I have to say, it’s risky, in that if a jury finds that Team Libby is simply trying to throw up a screen of smoke and mirrors, then they are more likely to find Scooter guilty in the absence of any real "reasonable doubt." Jurors tend to be disgusted by obvious, smarmy tap dancing, at least in my trial experience in real-world criminal trials. (I’ll try to have something more in depth about this soon, but I need to go back and review several pages of my notes on this.)

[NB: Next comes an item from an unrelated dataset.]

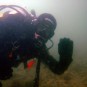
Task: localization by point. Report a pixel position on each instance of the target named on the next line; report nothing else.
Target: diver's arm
(65, 48)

In this case, though, the first amendment arguments are going to be fairly robust from the news organizations involved, I’m sure, considering the high profile names involved. I’d guess that Team Libby is banking on this — but I must say that Judge Walton’s framework on subpoenas and motions is an aggressive one, and that bodes well for him not taking kindly to attempts to stonewall and delay. The deadline on this was set for April.
The most telling quote in the LATimes story is this one from Wells:
"The very heart of our defense is about the family jewels," Wells said. "We need the notes and the PDBs to put together a story to make the jury believe that his defense is not concocted."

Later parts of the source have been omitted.